Notably, other Italian authors have investigated the seroprevalence of SARS-Cov-2 in their regions, with extremely heterogeneous results based on the population studied and the latitude of the region under examination, with a seroprevalence ranging from about 2 to 4% in the southern regions and 23.1% in the northern regions [[7], [8], [9]].

Compared to the previous period, we observed a higher rate of surgical complications (21.8% vs 11.6%); we hypothesize that this data may be related to diagnostic and treatment delay caused by the first slowdown in surgical activity, which led to an increase in more complex definable cases.

Although there have been close contacts established between staff who then tested positive and patients, we have not recorded infections within our unit. We think this data can be justified by the careful use by staff and patients of adequate PPE and rigorous hands washing after each contact.

In conclusion, we believe that careful screening before admitting patients to the ward, combined with adequate use of PPE, could avoid the collapse of our health system and prevent further delays in the treatment of surgical diseases.

Also, considering the recent evidence of the efficacy of the vaccines tested so far [[10], [11], [12]], healthcare staff should be vaccinated as soon as possible.

Data availability statement

The data used to support the findings of this study are available from the corresponding author upon request.

Sources of funding

No funding for the research was received.

Ethical approval

Ethical approval was not needed for this study.

Author contribution

Federico Cappellacci: design of the study, analysis of data, drafting the manuscript, final approval of the version to be published. Giacomo Anedda: acquisition of data, analysis of data, critical revision of the manuscript, final approval of the version to be published. Stefano del Giacco: critical revision of the manuscript, final approval of the version to be published. Ferdinando Coghe: Interpretation of data, critical revision of the manuscript, final approval of the version to be published. Riccardo Cappai: critical revision of the manuscript, final approval of the version to be published. Gian Luigi Canu: Interpretation of data, critical revision of the manuscript, final approval of the version to be published. Enrico Erdas: critical revision of the manuscript, final approval of the version to be published. Pietro Giorgio Calò: Interpretation of data, critical revision of the manuscript, final approval of the version to be published. Fabio Medas: design of the study, analysis and interpretation of data, drafting the manuscript, final approval of the version to be published. Davide Firinu: design of the study, interpretation of data, drafting the manuscript, final approval of the version to be published.

Trial registry number

Name of the registry: ClinicalTrials.gov.

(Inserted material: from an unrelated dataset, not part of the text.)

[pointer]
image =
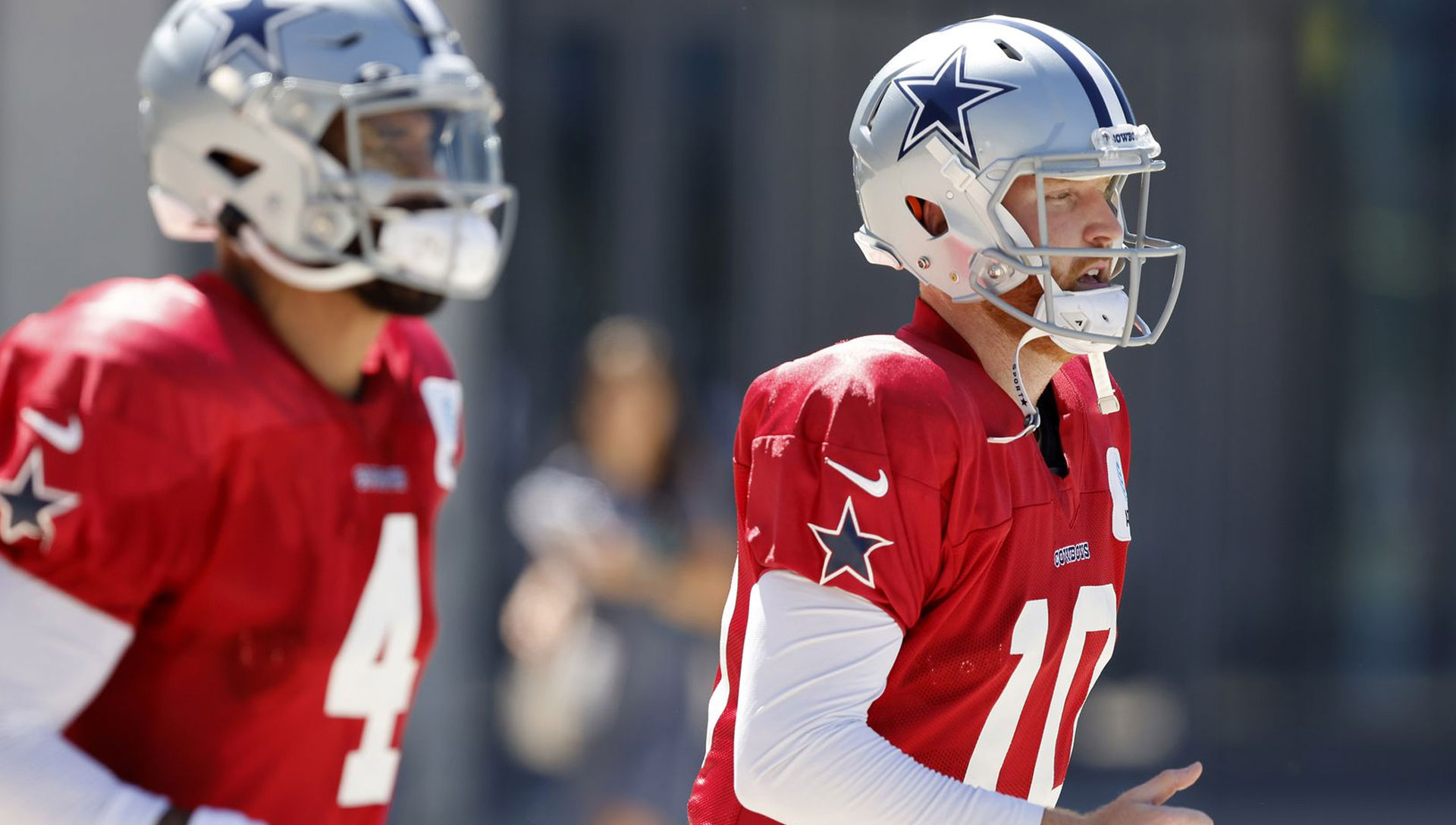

Unique Identifying number or registration ID: NCT04839913.

Hyperlink to your specific registration (must be publicly accessible and will be checked): https://clinicaltrials.gov/ct2/show/NCT04839913.

Guarantor

Dott. Federico Cappellacci.

Consent

Informed consent was administered to each patient involved in the study.

Declaration of competing interest

The authors declare no conflicts of interest.